Simulation and virtual reality in medical education and therapy: a protocol

This article was just published in Cyberpsychology & behavior : the impact of the Internet, multimedia and virtual reality on behavior and society. (How's that for a title?) The December 2005 issue is free and it contains some pretty interesting articles, such as Factors Influencing Adolescents Engagement in Risky Internet Behavior and Relationships among Internet Attitudes, Internet Use, Romantic Beliefs, and Perceptions of Online Romantic Relationships.

Roy MJ, Sticha DL, Kraus PL, Olsen DE. Simulation and virtual reality in medical education and therapy: a protocol. Cyberpsychol Behav 2006;9:245-247.

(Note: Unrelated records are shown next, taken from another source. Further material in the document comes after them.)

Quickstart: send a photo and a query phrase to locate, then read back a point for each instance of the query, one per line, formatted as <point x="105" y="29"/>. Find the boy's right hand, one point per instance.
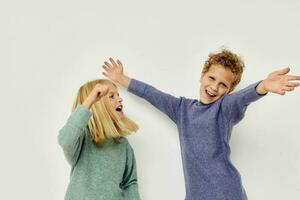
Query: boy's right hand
<point x="114" y="71"/>
<point x="95" y="95"/>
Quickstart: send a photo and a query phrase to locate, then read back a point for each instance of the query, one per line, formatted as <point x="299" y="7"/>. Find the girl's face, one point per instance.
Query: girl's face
<point x="215" y="83"/>
<point x="115" y="100"/>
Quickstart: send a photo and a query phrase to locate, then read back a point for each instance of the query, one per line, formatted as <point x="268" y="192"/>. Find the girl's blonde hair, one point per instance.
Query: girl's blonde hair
<point x="105" y="122"/>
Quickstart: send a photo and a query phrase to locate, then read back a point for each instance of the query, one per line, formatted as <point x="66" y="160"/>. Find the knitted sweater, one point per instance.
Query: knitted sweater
<point x="105" y="172"/>
<point x="204" y="133"/>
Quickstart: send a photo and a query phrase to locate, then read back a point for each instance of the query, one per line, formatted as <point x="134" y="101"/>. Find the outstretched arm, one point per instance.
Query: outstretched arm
<point x="235" y="104"/>
<point x="166" y="103"/>
<point x="278" y="82"/>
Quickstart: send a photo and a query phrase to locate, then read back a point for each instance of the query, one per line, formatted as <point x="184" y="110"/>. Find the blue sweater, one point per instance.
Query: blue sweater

Abstract: Continuing medical education has historically been provided primarily by didactic lectures, though adult learners prefer experiential or self-directed learning. Young physicians have extensive experience with computer-based or "video" games, priming them for medical education- and treating their patients-via new technologies. We report our use of standardized patients (SPs) to educate physicians on the diagnosis and treatment of biological and chemical warfare agent exposure. We trained professional actors to serve as SPs representing exposure to biological agents such as anthrax and smallpox. We rotated workshop participants through teaching stations to interview, examine, diagnose and treat SPs. We also trained SPs to simulate a chemical mass casualty (MASCAL) incident. Workshop participants worked together to treat MASCAL victims, followed by discussion of key teaching points. More recently, we developed computer-based simulation (CBS) modules of patients exposed to biological agents. We compare the strengths and weaknesses of CBS vs. live SPs. Finally, we detail plans for a randomized controlled trial to assess the efficacy of virtual reality (VR) exposure therapy compared to pharmacotherapy for post-traumatic stress disorder (PTSD). PTSD is associated with significant disability and healthcare costs, which may be ameliorated by the identification of more effective therapy.